Targeted therapeutics such as antibody-drug conjugates have made a significant impact in cancer therapies, reaching over $1B in global sales in 2016. Still, poor tumor penetration limits broad application of antibody- drug conjugates in cancer therapy. Peptide-drug conjugates (PDCs) are an attractive and promising alternative to antibody-drug conjugates for treating solid tumors with their smaller size and more cost- effective production. In vivo panning of bacteriophage peptide libraries has yielded several peptide ligands that are now in clinical trials. However, due to the relatively large size of bacteriophage (length of 880 nm for M13), the peptide ligands discovered from this approach primarily target receptors expressed on endothelial cells. The overall goal of this project is to develop a new platform for in vivo peptide screening based on synthetic nucleocapsids. Synthetic nucleocapids are engineered proteins that self-assemble into icosahedral cage-like structures containing their own genome with diameters ~ 25 nm. We recently developed this technology and demonstrated via in vivo evolution a structure that has serum stability and extended circulation half-life in mice. We therefore hypothesize that synthetic nucleocapsids are an ideal platform for peptide display and in vivo selection.
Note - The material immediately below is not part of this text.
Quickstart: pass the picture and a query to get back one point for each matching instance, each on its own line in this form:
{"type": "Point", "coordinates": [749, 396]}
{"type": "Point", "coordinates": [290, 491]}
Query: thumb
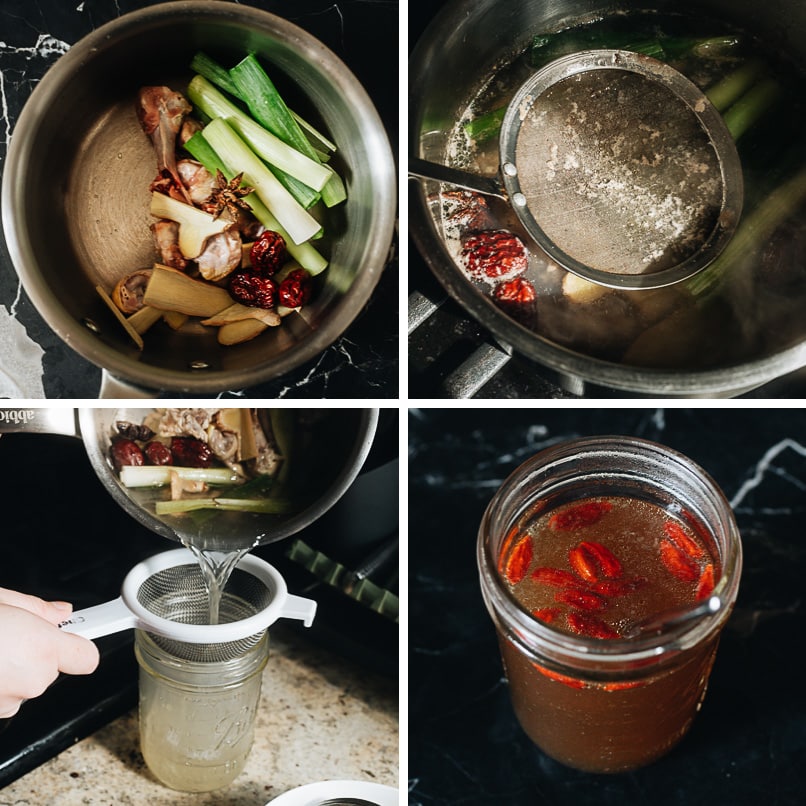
{"type": "Point", "coordinates": [76, 655]}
The specific aims of this proposal are to optimize peptide display on the nucleocapsids, to build and characterize peptide libraries using nucleocapsids, and to determine the biodistribution, circulation and tumor penetration of nucleocapsids and nucleocapsid libraries. Successful completion of this project will lead to a new peptide discovery tool for the community that is easily transferrable and adaptable with particular advantages for in vivo use.
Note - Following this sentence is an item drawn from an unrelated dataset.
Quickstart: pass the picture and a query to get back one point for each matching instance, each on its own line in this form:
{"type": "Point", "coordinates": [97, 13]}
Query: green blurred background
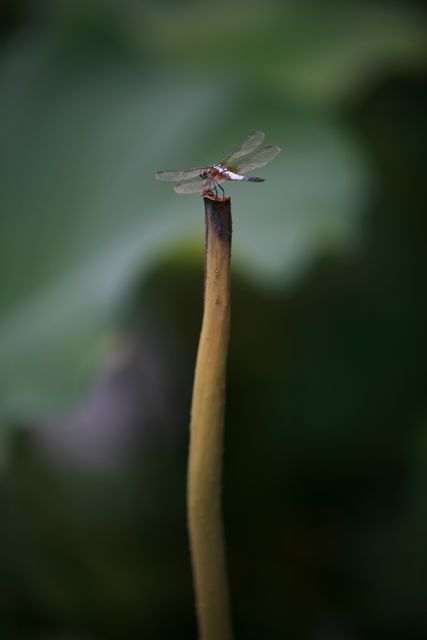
{"type": "Point", "coordinates": [101, 273]}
With advances in peptide engineering and large-scale peptide synthesis, peptide targeting ligands can rival antibodies in specificity and affinity while providing attractive tissue penetration and cost benefits. The main goal of this proposal is to develop a new platform for in vivo identification of novel peptide targeting ligands. We expect that this technology will enable the discovery of novel bioactive peptides that target tumor cells or tumor-associated cells.